I watched part of a TV documentary about the latest findings in cosmology and cosmography and found some of these findings surprising - although they will have to inform any future cosmological sf of the kind written by Olaf Stapledon, Poul Anderson or James Blish.

My Understanding Of What Was Said
(i) Space is flat, therefore the universe is infinite.

(ii) The observable universe is a large but finite sphere within the infinite universe.

(iii) The observable universe extends for as many light years as there have been years since the Big Bang. (Does this mean that the observable universe expands at the rate of one light year per year?)

(iv) The observable universe is mapped by measuring the apparent luminosity of supernovae in remote galaxies.

(v) The entire universe expands not because the galaxies move through space but because the space between galaxies stretches.

(vi) Most (73%?) cosmic mass is invisible dark matter. (See Addendum below.)

(vii) The presence of dark matter is detectable both because of its gravitational effects and because it distorts light waves.

(viii) Gravity counteracts cosmic expansion and might have caused a cosmic collapse, as in Anderson's Tau Zero.

(ix) However, a more powerful force called "dark energy" counteracts gravity and causes cosmic expansion to accelerate. (Does this mean that other galaxies will eventually leave the observable universe?)

(x) There might be an infinity of infinite universes.

(xi) A collision between universes would have effects detectable within our universe.

(xii) These hypothetical universes are simply other universes, not the branches from our universe hypothesized in quantum mechanics.

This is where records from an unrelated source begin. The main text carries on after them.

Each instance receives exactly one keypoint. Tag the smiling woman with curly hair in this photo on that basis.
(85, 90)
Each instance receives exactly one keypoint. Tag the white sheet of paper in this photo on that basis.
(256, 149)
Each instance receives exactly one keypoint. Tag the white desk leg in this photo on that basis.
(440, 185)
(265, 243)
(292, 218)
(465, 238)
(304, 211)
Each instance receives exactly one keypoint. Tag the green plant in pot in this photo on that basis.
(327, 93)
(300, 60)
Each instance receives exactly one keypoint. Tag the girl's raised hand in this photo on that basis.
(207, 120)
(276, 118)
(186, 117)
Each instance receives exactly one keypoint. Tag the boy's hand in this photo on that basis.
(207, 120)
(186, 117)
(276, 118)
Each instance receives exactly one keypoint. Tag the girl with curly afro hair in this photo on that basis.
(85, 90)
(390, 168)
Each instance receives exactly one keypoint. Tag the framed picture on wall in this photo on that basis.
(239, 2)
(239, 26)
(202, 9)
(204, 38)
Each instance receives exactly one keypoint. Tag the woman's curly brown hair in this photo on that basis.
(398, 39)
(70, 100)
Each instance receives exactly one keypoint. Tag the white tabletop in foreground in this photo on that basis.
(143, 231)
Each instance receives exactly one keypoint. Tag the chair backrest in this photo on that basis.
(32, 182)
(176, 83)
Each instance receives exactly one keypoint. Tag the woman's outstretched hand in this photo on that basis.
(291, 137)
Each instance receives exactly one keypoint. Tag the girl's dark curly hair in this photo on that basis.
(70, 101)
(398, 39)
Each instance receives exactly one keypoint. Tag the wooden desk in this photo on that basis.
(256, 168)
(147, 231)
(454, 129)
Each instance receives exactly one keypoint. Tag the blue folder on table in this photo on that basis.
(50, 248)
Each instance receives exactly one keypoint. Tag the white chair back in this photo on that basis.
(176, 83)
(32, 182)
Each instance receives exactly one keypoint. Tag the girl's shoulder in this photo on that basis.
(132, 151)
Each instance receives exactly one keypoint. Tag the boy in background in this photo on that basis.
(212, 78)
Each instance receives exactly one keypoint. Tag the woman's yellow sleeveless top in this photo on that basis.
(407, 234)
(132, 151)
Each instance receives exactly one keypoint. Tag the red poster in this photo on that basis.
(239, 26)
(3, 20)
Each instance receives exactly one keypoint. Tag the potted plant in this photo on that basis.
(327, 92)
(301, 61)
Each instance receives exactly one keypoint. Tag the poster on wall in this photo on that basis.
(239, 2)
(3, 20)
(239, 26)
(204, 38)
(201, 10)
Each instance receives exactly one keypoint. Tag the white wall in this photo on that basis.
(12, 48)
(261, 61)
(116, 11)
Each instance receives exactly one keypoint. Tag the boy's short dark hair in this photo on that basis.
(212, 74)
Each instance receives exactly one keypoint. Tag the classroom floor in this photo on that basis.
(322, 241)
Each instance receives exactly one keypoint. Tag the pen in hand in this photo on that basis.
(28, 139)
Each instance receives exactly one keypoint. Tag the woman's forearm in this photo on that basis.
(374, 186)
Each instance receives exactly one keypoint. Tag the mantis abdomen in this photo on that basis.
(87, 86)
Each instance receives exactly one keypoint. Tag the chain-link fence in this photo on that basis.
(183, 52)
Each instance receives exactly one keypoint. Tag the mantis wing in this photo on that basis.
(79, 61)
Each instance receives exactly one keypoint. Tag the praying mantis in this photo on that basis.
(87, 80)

Addendum: I have just googled dark matter and dark energy and seen that it is the latter, not the former, that is believed to comprise most of the universe.

1 comment:

Sean M. Brooks said...

Kaor, Paul!

The cosmology you summarized here reminded me of the cosmology used by Poul Anderson in his short story "Requiem For A Universe." And was the "flame" we see at the very of the story a ultimately transcended descendant of ordinary Homo Sapiens and the Danellians? That "flame" included the narrator of the story as being among its forebears.